Snorkeling does not require much equipment, but you shouldn’t overlook its importance. Swimfins are indispensable in areas of current or waves. Protect your skin from the sun with an anti-UV sunscreen with a high index and / or clothing of the rash guard type. The equipment page is available to help you choose. You should protect your back, the back of your neck, your forehead, your forearms and the back of your legs, which are parts of the body that will be strongly exposed to the sun during your exploration.
Snorkeling is an activity that can prove tiring, depending on the current or the waves. Some places are reserved for good swimmers. When you set off on a long swim, remember that you will need even more energy for the return trip. Don’t let yourself drift, except when you are taking part in very specific excursions organized by professionals. Generally speaking, don’t go alone to areas that are far from the shore.
Tides, wind, atmospheric pressure, weather, temperature – all these elements can change sea conditions quickly and dramatically. A completely peaceful spot can become more turbulent in a matter of minutes. Not all the dangers are visible, and a calm sea can hide strong currents. Tides can carry you far away from the shore, and you can be projected against the rocks by the waves. Always get some information before entering the water, and if in doubt, postpone your exploration.
Swimming is sometimes forbidden in areas without lifeguards, or because of the weather, the seas conditions or the presence of jellyfish or sharks. In areas exposed to the risk of sharks, it is generally recommended not to swim at dawn or dusk, near river mouths or after heavy rain. Don’t go into sailing areas or watersport areas (surfing, windsurfing, jet-ski, etc.) to avoid the risk of a collision.
More and more countries are aware of the need to protect their coral reefs and so set up regulated areas.
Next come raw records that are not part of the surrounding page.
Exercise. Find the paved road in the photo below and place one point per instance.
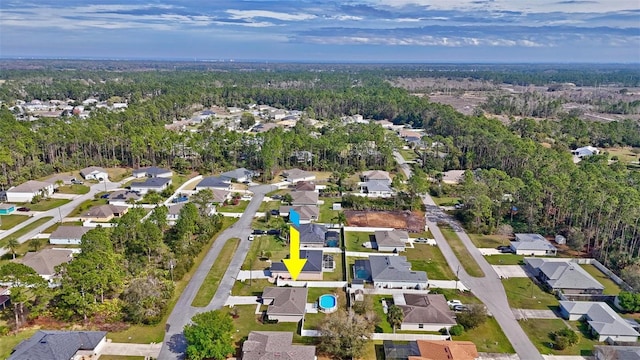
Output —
(59, 212)
(489, 288)
(174, 344)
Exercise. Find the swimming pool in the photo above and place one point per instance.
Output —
(328, 303)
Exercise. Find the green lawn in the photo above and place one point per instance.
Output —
(240, 208)
(210, 285)
(429, 258)
(73, 189)
(9, 221)
(8, 342)
(523, 293)
(538, 331)
(354, 240)
(145, 334)
(46, 204)
(610, 288)
(488, 337)
(488, 241)
(505, 259)
(462, 253)
(86, 205)
(327, 215)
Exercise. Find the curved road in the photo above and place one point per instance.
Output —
(489, 288)
(174, 344)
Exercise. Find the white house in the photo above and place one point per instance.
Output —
(94, 173)
(27, 191)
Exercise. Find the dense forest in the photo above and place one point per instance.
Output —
(595, 203)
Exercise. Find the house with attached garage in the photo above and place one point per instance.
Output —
(391, 240)
(68, 235)
(285, 304)
(604, 323)
(563, 275)
(60, 344)
(94, 173)
(152, 171)
(27, 191)
(157, 184)
(393, 272)
(532, 245)
(424, 312)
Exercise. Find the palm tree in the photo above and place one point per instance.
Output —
(12, 245)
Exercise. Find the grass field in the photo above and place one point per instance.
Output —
(488, 337)
(429, 258)
(468, 262)
(46, 204)
(538, 331)
(73, 189)
(610, 288)
(9, 221)
(142, 334)
(523, 293)
(210, 285)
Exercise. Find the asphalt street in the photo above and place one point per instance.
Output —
(174, 344)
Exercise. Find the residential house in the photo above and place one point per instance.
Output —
(312, 270)
(532, 245)
(263, 345)
(295, 175)
(239, 175)
(103, 213)
(389, 272)
(285, 304)
(157, 184)
(376, 188)
(44, 262)
(7, 209)
(25, 192)
(305, 186)
(605, 324)
(304, 198)
(94, 173)
(308, 213)
(152, 171)
(124, 197)
(564, 275)
(424, 312)
(608, 352)
(214, 182)
(376, 175)
(393, 240)
(68, 235)
(59, 344)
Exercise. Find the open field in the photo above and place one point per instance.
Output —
(410, 221)
(210, 285)
(461, 252)
(523, 293)
(9, 221)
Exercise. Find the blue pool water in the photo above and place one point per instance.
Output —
(327, 302)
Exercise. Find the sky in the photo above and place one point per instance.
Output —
(458, 31)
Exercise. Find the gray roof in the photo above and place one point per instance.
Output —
(30, 186)
(602, 318)
(69, 232)
(45, 261)
(564, 274)
(394, 268)
(531, 242)
(56, 345)
(275, 345)
(286, 300)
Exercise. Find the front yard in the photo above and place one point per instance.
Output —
(523, 293)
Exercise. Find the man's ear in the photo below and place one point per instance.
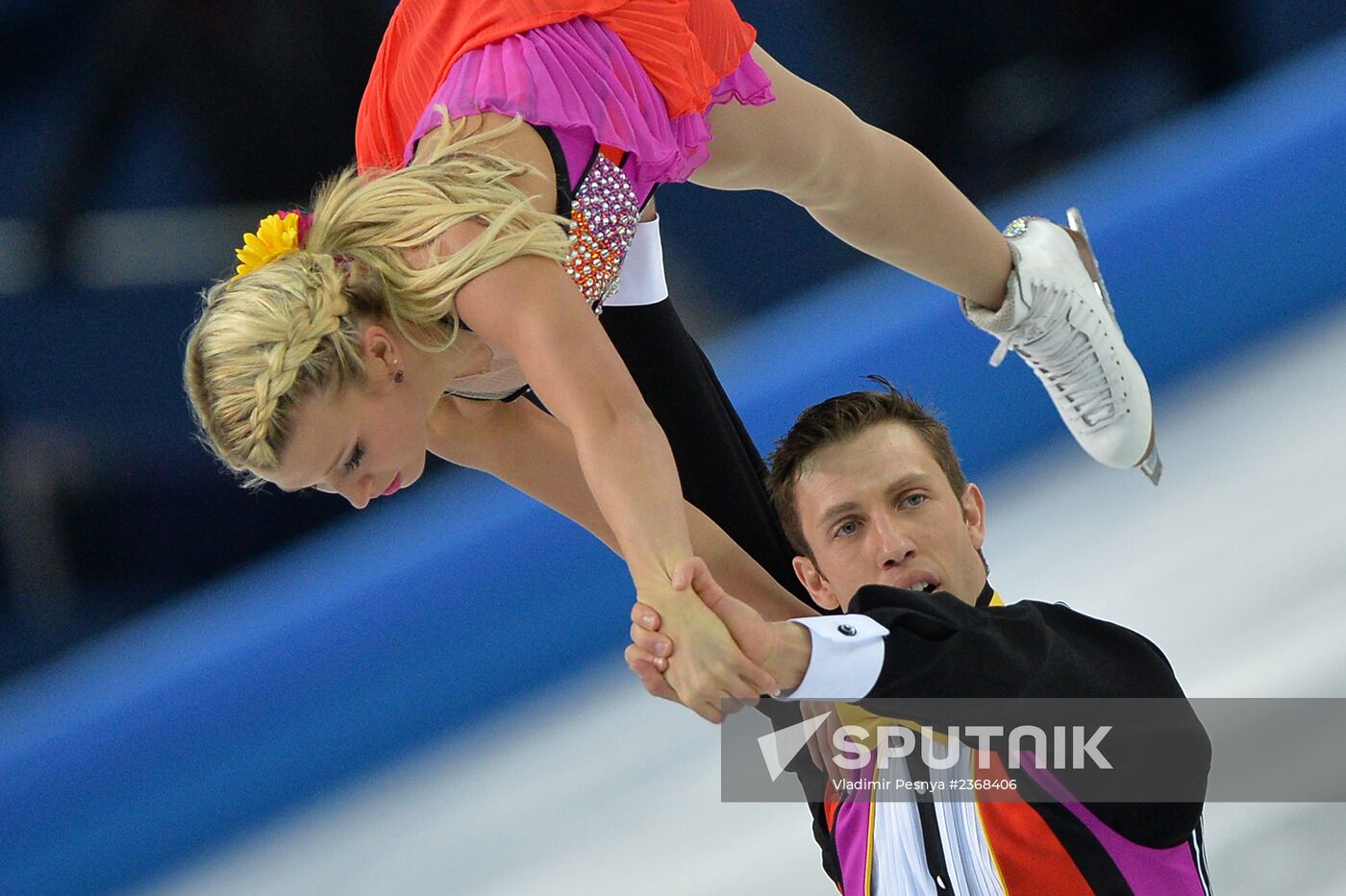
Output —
(817, 585)
(975, 515)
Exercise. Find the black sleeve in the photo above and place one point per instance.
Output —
(941, 647)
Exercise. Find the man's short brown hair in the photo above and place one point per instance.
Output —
(838, 418)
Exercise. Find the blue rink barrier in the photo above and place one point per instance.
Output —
(424, 613)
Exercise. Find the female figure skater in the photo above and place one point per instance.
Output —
(453, 230)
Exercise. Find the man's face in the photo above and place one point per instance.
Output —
(878, 510)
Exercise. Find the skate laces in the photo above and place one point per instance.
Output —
(1062, 356)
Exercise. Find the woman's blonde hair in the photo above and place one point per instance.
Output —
(269, 339)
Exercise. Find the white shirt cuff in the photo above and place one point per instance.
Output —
(847, 657)
(641, 280)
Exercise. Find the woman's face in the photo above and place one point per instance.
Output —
(363, 441)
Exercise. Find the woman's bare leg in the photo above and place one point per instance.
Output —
(870, 188)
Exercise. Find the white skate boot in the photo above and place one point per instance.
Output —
(1059, 317)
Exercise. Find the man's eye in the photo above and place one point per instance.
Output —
(354, 458)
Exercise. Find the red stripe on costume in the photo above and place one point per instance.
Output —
(1029, 856)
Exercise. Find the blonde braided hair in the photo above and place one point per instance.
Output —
(271, 337)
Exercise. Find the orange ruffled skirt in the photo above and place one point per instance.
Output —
(685, 47)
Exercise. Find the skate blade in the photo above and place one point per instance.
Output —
(1076, 228)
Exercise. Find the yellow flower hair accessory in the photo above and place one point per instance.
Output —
(276, 236)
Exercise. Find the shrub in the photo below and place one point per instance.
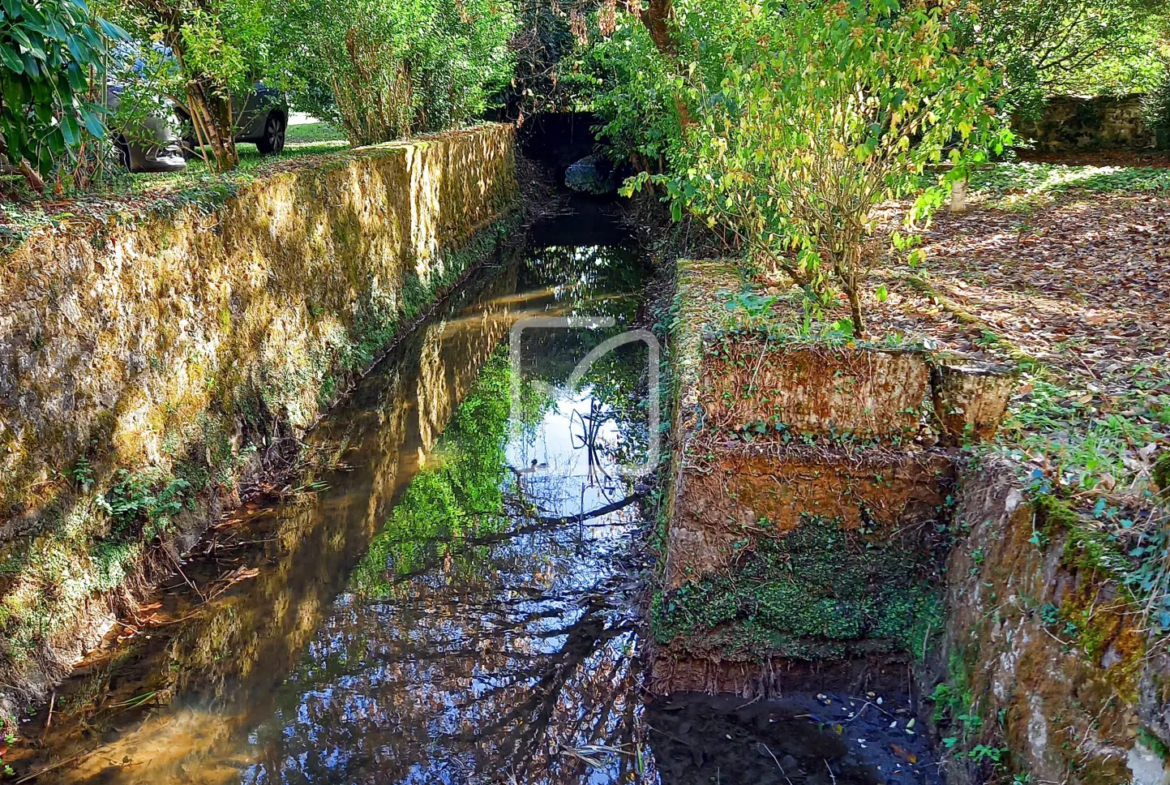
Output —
(391, 69)
(48, 50)
(805, 117)
(1157, 108)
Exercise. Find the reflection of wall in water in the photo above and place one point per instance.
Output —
(239, 647)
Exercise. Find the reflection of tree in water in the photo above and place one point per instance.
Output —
(584, 273)
(480, 641)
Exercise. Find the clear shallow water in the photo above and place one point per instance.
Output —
(441, 606)
(453, 599)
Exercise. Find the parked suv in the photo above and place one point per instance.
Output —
(263, 121)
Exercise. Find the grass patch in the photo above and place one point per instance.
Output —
(1026, 185)
(315, 133)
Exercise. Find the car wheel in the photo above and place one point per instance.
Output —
(122, 149)
(273, 140)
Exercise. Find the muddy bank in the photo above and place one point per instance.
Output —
(446, 599)
(150, 367)
(833, 502)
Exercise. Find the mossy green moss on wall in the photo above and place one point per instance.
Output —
(813, 593)
(138, 372)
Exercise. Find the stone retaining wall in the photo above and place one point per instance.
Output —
(1098, 123)
(146, 365)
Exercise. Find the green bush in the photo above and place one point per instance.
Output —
(48, 52)
(784, 126)
(383, 70)
(1157, 108)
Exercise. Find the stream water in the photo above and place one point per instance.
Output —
(452, 598)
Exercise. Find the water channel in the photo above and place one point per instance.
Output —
(453, 596)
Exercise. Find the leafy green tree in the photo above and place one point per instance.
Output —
(221, 48)
(1072, 47)
(398, 68)
(802, 118)
(50, 52)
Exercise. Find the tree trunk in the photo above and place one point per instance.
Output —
(212, 116)
(31, 174)
(859, 325)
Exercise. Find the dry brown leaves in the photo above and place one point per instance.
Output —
(1082, 286)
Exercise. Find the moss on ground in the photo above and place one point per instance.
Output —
(814, 593)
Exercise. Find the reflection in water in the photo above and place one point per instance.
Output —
(449, 607)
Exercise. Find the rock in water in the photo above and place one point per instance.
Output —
(592, 174)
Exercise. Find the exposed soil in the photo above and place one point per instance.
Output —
(826, 738)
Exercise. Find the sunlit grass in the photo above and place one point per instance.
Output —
(1027, 185)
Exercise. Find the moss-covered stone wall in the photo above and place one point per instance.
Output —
(1045, 653)
(148, 363)
(804, 517)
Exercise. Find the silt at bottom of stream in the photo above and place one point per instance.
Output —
(452, 593)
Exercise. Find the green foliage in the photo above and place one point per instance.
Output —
(810, 592)
(812, 115)
(48, 53)
(219, 49)
(1157, 107)
(458, 494)
(633, 96)
(1081, 47)
(383, 70)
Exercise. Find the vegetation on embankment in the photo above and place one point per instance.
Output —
(148, 365)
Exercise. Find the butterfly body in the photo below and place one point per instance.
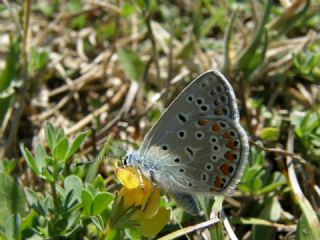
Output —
(198, 144)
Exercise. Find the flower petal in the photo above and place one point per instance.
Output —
(150, 227)
(128, 177)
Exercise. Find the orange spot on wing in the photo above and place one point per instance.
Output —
(218, 112)
(213, 189)
(230, 156)
(227, 135)
(225, 169)
(202, 122)
(230, 144)
(217, 182)
(215, 127)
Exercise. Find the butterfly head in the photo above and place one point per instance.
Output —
(131, 159)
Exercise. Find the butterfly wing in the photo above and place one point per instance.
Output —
(198, 145)
(210, 94)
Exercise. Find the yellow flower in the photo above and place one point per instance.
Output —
(138, 204)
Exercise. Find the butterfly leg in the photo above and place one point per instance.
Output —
(187, 201)
(140, 179)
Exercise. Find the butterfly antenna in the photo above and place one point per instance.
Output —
(84, 163)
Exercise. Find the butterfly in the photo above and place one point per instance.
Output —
(197, 146)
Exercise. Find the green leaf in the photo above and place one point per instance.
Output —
(50, 136)
(8, 78)
(30, 159)
(269, 134)
(101, 202)
(304, 231)
(98, 222)
(74, 183)
(38, 59)
(47, 175)
(40, 155)
(271, 211)
(76, 144)
(61, 149)
(12, 227)
(87, 199)
(131, 64)
(32, 197)
(60, 135)
(12, 200)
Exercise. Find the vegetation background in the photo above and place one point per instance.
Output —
(110, 68)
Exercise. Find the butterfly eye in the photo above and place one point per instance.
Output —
(190, 98)
(125, 160)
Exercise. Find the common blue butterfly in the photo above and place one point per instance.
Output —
(198, 145)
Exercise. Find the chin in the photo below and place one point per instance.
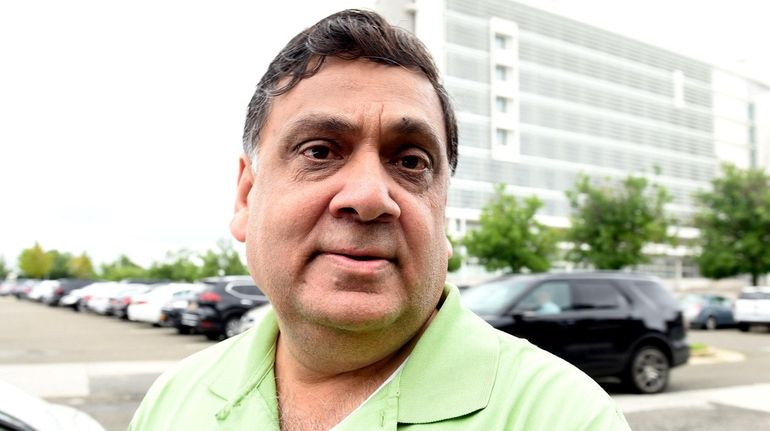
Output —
(365, 314)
Respect the regulations and don’t enter the totally protected areas. We do our best to point them out in our destination pages, but ask for more information on site. Similarly, the access to some areas listed as marine parks or reserves is subject to payment of an entrance fee. By respecting this obligation, you are helping to preserve the undersea world.
Depending on the area you visit, you might come across jellyfish, red lionfish, stonefish, fire coral, sea urchins, stingrays, sea snails, etc. These species are generally not aggressive but can cause stings, bites, burning sensations or electrocution of a more or less serious kind. Learn to recognize them and, generally speaking, you will avoid most accidents if you do not put your feet on the seabed and if you refrain from touching or picking anything up.

Remember that, fortunately, the ocean is still a natural and wild environment, and so is always unpredictable.

(On each Snorkeling Report destination page you can see the dangers that have been recorded by our members. This information is not exhaustive).

Snorkeling levels

We have defined a snorkeling level (beginner, intermediate or advanced) for each spot published on the website. These levels are based on different parameters, as water depth, currents, waves, water entrance and potential hazards.


These snorkeling spots are accessible to beginners and kids. You will enter the water gradually from a beach, or in a less than 3ft. deep area. The sea is generally calm, shallow, with almost no waves or currents. These spots are usually located in marked and/or monitored swimming areas. It is not necessary to swim long distances to discover the sea life.


These spots are accessible to anyone with basic snorkeling skills, and feeling comfortable in the water and with his snorkeling gear. You will enter the water from the shore (beach, pontoon, ladder, rocks) or from a boat. The water height in the sea entrance area is reasonable, but you will not necessarily be within your depth. Moderate currents can occur in the area, even when the sea conditions are good. The distance to swim to reach the most interesting snorkeling areas of the spot does not exceed 200 meters.

Snorkeling freediving

These spots are only recommended to good swimmers, in good physical conditions, and with excellent snorkeling skills. These spots can experience currents, moderate waves, important depths, tight or narrow passages, or tricky water entrance, and can be located near hazardous areas (channels, boat traffic, strong currents…). The distance to swim to reach the most interesting snorkeling areas can be important – up to 500 meters. The “advanced” category includes drift snorkeling (transported by currents) and snorkeling off the coast.

These levels only apply when the spot experiences optimal sea and/or weather conditions. They are not applicable if the sea and/or weather conditions deteriorate, in particular in the presence of rough sea, rain, strong wind, unusual current, large tides, waves and/or swell. You can find more details about the definition of our snorkeling levels on our snorkeling safety page.


The data contained in this website is for general information purposes only, and is not legal advice. It is intended to provide snorkelers with the information that will enable them to engage in safe and enjoyable snorkeling, and it is not meant as a substitute for swim level, physical condition, experience, or local knowledge. Remember that all marine activities, including snorkeling, are potentially dangerous, and that you enter the water at your own risk. You must take an individual weather, sea conditions and hazards assessment before entering the water. If snorkeling conditions are degraded, postpone your snorkeling or select an alternate site. Know and obey local laws and regulations, including regulated areas, wildlife interaction and dive flag laws.